Borody who is credited with developing a triple therapy that eradicates peptic ulcers once thought to be incurable, has joined forces with California researcher Dr. Sabine Hazan, founder of Ventura Clinical Trials, to create a protocol for Covid treatment.
“Studies on ivermectin show amazing success–clear and statistically significant benefits for pre-exposure and post-exposure prophylaxis, as well as effectively reducing mortality in early and late disease phases,” Barody said in a televised interview on Sky News.
“The virus is surprisingly easy to kill,” he said.
Borody said an ivermectin tablet could cost as little as $2, which is likely why drug makers haven’t promoted the drug’s usage. He also suggested that having a relatively easy way to wipe out the disease would drastically reduce hospitalizations which in turn would sharply cut industry profits. Not everyone is going to be happy about that, which is perhaps why the establishment continues to ignore outpatient Covid remedies.
Doctors can’t get government health agencies to even look at the medical data, Dr.

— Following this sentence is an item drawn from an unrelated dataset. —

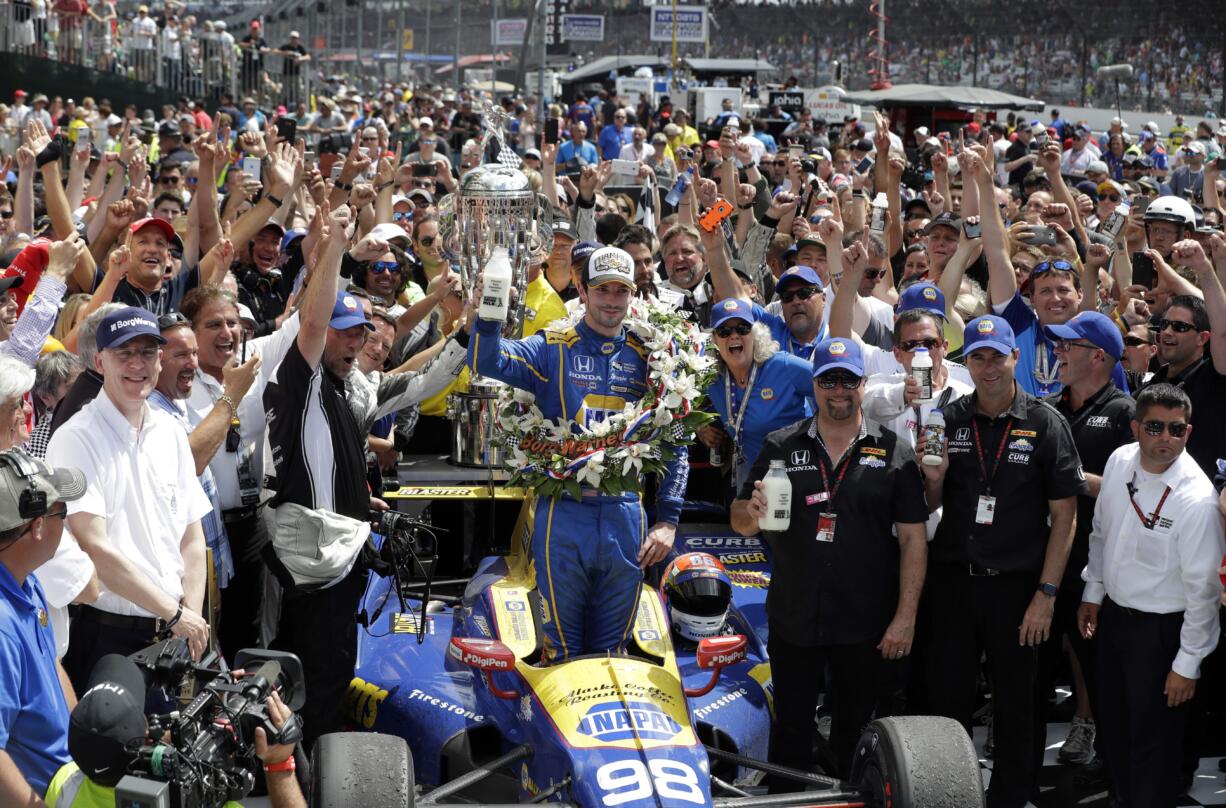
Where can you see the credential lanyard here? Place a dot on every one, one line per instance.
(978, 453)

Borody said, noting that his effort to alert his own government to the “powerful activity of ivermectin against the virus on the intercellular level” was met with silence.
“Neither the United States or Australia have a curative program for Covid-19. It’s all about lockdowns and vaccines,” he said. The vaccine has benefits but as its proponents admit, “it does not cure the disease or prevent its transmission. Ivermectin does both.”
Some have noted that the vaccine was issued with an Emergency Use Authorization (EUA), which falls short of full FDA approval as its long-term safety has not yet been assured. According to the law, the EUA remains valid only as long as no other safe, effective medical alternative exists.
Could Ivermectin’s potential success in eradicating Covid be seen as reducing the need for a vaccine, Dr. Borody was asked in an interview. He dismissed this notion, saying both options are vital. “The guiding principle is to use all available means to save lives now. To end the pandemic we must treat and vaccinate, treat and vaccinate.”